Ameen, Al-Rawi spar over flood clean-up

The content originally appeared on: Trinidad and Tobago Newsday

FILE PHOTO: In a common scene at Bamboo No 2, Valsayn South on Friday, flood damaged furniture and appliances are laid out in the front yard of a home during clean-up efforts. –

ST AUGUSTINE MP Khadijah Ameen on Wednesday claimed a possible health hazard developing in flood-hit areas, owing to the Government’s alleged slowness in cleaning up after the recent floods, but any negligence was flatly denied to Newsday by Minister of Local Government Faris Al-Rawi.

In a statement, Ameen complained “Al-Rawi needs to get his act together” in his flood-relief efforts, while UNC MPs and councillors were on the ground in the flood-affected areas.

She alleged a lack of support from public agencies. “One area of serious concern is the timely removal of damaged, flood-soaked household items.”

Ameen said the problem was not a lack of resources, but allegedly poor co-ordination and an absence of any political directive from the Government.

She called for a pooling and co-ordination of resources among all 14 regional corporations and CEPEP to provide more manual labour, power washing, water trucks, dump trucks, and backhoes. Ameen urged overtime pay for public workers involved in the clean-up.

Ameen alleged a potential public health hazard in flooded areas owing to the slow removal of flood-soaked clothing, beds, furniture, appliances and other items, plus the associated stench and dust.

“In some areas this stench is unbearable and the limited resources assigned and lack of proper co-ordination must be addressed immediately.”

Al-Rawi sharply disagreed, talking to Newsday on Wednesday. He said relief was being delivered in a way no one had ever seen before.

“We’ve done door-to-door, CEPEP, clustered corporation activities – Port of Spain, San Juan/Laventille, Tunapuna/Piarco regional corporations. How much more can be done there, I don’t know.

“We have water trucks cleaning down, we have the Fire Service… There’s literally nothing else that can be done, that we are not doing. Just give us the time to do it. We are hard at work.”

He said his ministry and its agencies such as CEPEP, plus the Fire Service, WASA, volunteers and the Ministry of Social Development, were all now heavily engaged in disaster relief.

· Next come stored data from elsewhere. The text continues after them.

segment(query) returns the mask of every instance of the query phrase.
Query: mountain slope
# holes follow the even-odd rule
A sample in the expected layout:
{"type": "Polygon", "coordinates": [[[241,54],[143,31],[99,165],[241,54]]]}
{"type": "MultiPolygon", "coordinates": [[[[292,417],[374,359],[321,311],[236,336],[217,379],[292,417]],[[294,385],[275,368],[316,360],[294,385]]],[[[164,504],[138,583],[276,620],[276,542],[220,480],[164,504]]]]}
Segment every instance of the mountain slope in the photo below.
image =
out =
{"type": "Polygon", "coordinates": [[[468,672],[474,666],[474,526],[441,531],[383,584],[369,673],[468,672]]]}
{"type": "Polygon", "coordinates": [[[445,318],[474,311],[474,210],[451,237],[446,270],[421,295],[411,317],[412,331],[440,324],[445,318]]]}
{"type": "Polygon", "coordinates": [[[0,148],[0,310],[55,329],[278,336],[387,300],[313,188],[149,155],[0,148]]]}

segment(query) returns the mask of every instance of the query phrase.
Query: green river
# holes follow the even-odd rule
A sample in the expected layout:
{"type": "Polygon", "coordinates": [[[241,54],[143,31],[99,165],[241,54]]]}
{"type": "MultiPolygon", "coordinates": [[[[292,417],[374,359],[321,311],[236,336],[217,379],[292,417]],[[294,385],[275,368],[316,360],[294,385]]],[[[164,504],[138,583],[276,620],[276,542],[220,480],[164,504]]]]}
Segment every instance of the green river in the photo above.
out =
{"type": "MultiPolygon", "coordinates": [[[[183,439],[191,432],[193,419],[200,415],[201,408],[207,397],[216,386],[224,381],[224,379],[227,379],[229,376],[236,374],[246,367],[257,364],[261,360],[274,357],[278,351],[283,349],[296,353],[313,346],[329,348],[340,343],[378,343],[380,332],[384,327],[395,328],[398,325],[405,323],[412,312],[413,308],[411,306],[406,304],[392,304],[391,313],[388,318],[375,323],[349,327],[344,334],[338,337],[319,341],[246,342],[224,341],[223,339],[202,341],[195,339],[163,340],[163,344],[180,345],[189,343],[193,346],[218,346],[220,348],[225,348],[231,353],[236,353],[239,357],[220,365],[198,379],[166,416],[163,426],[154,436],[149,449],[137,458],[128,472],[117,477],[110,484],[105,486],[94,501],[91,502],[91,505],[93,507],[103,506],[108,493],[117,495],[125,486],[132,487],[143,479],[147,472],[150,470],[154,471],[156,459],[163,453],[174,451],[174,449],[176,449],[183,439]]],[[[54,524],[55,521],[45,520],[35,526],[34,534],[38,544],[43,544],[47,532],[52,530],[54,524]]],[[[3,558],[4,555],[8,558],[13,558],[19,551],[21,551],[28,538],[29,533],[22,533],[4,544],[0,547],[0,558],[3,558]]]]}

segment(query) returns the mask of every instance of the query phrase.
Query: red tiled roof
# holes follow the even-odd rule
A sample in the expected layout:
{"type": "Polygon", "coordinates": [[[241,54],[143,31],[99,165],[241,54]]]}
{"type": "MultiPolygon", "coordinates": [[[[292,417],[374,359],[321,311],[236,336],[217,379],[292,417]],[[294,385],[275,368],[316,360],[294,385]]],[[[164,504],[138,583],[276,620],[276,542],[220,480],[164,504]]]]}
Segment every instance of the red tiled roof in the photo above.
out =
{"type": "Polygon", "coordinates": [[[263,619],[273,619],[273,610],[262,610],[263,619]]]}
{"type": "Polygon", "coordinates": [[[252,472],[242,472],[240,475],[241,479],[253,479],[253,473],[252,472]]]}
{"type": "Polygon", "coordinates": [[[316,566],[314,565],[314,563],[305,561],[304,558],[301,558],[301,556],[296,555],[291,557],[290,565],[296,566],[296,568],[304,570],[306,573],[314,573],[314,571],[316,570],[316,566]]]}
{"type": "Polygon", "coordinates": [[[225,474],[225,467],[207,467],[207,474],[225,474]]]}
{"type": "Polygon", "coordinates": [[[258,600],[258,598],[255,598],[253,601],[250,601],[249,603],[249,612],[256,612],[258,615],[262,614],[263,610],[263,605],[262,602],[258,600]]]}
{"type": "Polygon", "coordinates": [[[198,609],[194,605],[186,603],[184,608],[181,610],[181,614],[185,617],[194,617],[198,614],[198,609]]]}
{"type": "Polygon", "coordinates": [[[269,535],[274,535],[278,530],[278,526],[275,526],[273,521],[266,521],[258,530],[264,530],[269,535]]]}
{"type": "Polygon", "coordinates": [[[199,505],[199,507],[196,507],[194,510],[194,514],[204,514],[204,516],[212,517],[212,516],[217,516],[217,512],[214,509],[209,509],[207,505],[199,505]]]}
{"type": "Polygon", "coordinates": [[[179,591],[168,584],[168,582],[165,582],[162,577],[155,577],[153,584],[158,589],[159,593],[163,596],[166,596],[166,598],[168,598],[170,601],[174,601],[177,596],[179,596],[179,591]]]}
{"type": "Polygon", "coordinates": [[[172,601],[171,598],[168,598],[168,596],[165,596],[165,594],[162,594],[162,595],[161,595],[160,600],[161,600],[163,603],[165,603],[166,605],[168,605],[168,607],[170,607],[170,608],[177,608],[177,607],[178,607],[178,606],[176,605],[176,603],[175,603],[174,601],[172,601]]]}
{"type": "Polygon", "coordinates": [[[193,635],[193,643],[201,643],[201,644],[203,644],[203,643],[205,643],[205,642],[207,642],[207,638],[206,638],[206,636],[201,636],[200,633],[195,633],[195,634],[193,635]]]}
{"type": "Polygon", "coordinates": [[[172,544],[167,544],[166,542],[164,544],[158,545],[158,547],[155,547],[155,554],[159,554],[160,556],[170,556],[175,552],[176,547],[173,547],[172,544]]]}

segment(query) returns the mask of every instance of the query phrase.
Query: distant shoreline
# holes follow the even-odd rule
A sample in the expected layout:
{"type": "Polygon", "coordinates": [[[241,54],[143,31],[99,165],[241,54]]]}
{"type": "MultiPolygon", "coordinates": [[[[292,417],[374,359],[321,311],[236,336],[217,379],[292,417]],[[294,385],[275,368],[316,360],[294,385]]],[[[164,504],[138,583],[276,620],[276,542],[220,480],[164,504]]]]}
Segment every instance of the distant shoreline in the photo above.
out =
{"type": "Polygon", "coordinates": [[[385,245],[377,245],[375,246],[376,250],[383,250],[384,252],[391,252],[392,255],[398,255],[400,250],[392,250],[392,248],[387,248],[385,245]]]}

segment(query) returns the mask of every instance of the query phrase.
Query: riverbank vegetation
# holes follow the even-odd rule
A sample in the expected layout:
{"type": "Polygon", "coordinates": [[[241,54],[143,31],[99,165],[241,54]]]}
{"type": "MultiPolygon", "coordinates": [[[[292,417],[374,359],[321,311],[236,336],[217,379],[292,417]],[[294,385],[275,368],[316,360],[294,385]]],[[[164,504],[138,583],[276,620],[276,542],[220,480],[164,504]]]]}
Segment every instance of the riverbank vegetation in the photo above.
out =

“I’m very, very pleased to see the extent of work we are engaged in. We physically have resources house by house. We’ve gone house to house and are continuing with that effort.”

He explained that apart from mitigating flooding, the aim was to get in to do a clean-up and assessment. Al-Rawi hailed the volunteers who helped, including hundreds of municipal police officers.

“A huge contingent from the municipal police went door to door to meet people to co-ordinate assessment and meet the DM (disaster management) and the Ministry of Social Development.

“We currently have clustered Port of Spain, San Juan/Laventille, Tunapuna/Piarco and Arima corporations and we brought those resources into several areas – South Valsayn, Bamboo.”

He said Mayaro was also being addressed.

“We are physically cleaning with CEPEP – yards and homes. We are transferring a massive amount of white waste, chairs and things that are all prejudiced.

“Very importantly, there have been very many overflowing sewers, we are also attending to make sure people have functionality of the sewer systems.

“We are cleaning roads with water trucks and other things.”

Al-Rawi said, “So it’s a massive relief operation.

“I want to thank all the very many hard-working people from all the agencies.”